Wolf: Wir müssen stärker darüber nachdenken, welche Nachrichten und Bilder wir verbreiten können. Und dabei müssen wir uns die Sozialen Medien noch einmal sehr viel genauer anschauen als wir das bisher schon getan haben.

Haben Sie eine Vision für die Zukunft der Akademie?

Wolf: Wir müssen unseren Status als projektorientierte Kommunikationsplattform weiterentwickeln, unsere Arbeit mit Jugendlichen verstärken, unsere vorhandene Begabtenförderung öffentlichkeitswirksamer darstellen und einen konstruktiven Dialog der Generationen initiieren und institutionalisieren.

Eine Akademie für die Region Ruhrgebiet

Katholische Akademie in Mülheim. Frau Wolf, was fällt Ihnen dazu ein?

Wolf: Wir sind eine Akademie in Mülheim, aber wir sind die Akademie des Ruhrbistums und für die Region Ruhrgebiet. Ich glaube, dass wir unter den gesellschaftlichen Akteuren der Stadt sehr bekannt sind, aber in der breiten Stadtgesellschaft als ein Ort, zu dem man gehen und an dem man gute Gespräche haben kann, noch bekannter werden müssen. Ich bin davon überzeugt, dass man das Ruhrgebiet nur als Ganzes voranbringen kann und deshalb den städteübergreifenden Dialog organisieren muss.
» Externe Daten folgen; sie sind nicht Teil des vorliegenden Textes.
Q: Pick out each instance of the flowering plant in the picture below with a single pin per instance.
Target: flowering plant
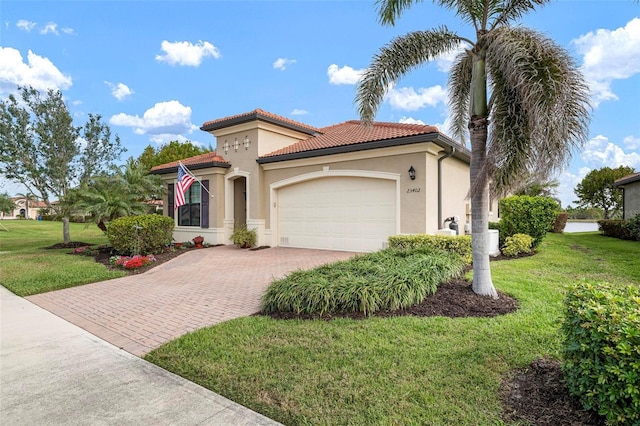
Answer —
(134, 262)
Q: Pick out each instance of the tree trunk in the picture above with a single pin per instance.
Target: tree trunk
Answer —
(482, 282)
(66, 235)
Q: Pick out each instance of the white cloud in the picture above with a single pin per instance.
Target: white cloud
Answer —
(282, 63)
(408, 99)
(600, 152)
(631, 142)
(38, 72)
(609, 55)
(410, 120)
(187, 54)
(120, 90)
(344, 75)
(50, 27)
(25, 25)
(168, 119)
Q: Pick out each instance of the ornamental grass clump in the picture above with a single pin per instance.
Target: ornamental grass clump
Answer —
(389, 279)
(602, 350)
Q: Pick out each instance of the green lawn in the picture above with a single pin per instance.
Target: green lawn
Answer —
(402, 370)
(26, 268)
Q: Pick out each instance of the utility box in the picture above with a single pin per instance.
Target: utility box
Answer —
(494, 242)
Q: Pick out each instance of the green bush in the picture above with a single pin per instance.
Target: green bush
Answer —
(522, 214)
(517, 244)
(460, 245)
(152, 235)
(614, 228)
(560, 223)
(385, 280)
(602, 350)
(243, 237)
(633, 227)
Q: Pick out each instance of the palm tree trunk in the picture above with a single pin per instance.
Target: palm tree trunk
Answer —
(482, 282)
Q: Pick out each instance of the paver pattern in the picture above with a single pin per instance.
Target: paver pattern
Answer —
(197, 289)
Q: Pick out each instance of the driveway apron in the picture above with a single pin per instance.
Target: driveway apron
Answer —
(139, 313)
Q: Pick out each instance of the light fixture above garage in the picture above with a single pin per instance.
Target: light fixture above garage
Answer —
(412, 173)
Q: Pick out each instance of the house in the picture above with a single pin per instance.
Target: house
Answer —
(631, 194)
(342, 187)
(33, 207)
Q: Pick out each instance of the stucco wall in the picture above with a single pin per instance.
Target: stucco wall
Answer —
(631, 200)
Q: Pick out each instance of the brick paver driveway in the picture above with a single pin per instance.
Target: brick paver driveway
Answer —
(200, 288)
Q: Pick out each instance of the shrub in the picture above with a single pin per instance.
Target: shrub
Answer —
(522, 214)
(243, 237)
(602, 350)
(385, 280)
(560, 223)
(633, 227)
(517, 244)
(460, 245)
(614, 228)
(142, 234)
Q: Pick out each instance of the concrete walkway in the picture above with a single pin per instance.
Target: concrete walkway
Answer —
(55, 373)
(139, 313)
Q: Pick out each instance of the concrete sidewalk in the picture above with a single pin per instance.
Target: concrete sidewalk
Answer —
(54, 373)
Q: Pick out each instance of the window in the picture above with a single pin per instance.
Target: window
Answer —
(189, 213)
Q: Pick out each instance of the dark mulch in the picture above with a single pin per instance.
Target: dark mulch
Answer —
(538, 395)
(454, 299)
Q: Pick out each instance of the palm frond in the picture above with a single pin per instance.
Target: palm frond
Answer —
(390, 10)
(395, 60)
(459, 86)
(540, 104)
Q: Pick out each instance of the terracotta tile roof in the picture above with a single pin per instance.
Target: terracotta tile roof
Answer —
(353, 132)
(257, 114)
(206, 159)
(634, 177)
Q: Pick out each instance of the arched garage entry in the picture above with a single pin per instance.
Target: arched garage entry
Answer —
(336, 210)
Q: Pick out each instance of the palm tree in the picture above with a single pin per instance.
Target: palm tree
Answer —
(513, 92)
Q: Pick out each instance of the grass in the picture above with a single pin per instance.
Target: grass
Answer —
(385, 280)
(29, 269)
(401, 370)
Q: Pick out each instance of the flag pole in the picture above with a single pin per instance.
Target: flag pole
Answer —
(196, 178)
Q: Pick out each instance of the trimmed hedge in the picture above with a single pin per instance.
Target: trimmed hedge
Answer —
(460, 244)
(602, 350)
(560, 223)
(614, 228)
(388, 279)
(517, 244)
(154, 233)
(533, 216)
Wie sicher ist die Akademie in Zeiten von Kirchenaustritten und sinkenden Kirchensteuereinnahmen?

Schlagheck: Zurzeit trägt das Bistum ein Drittel unserer Kosten, während wir zwei Drittel unseres Budgets selbst erwirtschaften.

Wolf: Das können wir, weil wir sehr wirtschaftsnah arbeiten, ein sehr gästeorientiertes Tagungshaus in der Region sind und auch sehr kreativ in der Einwerbung von Drittmitteln sind. Deshalb bin ich auch sehr zuversichtlich, dass wir auch weiterhin wirtschaftlich gut durch die Zeit kommen.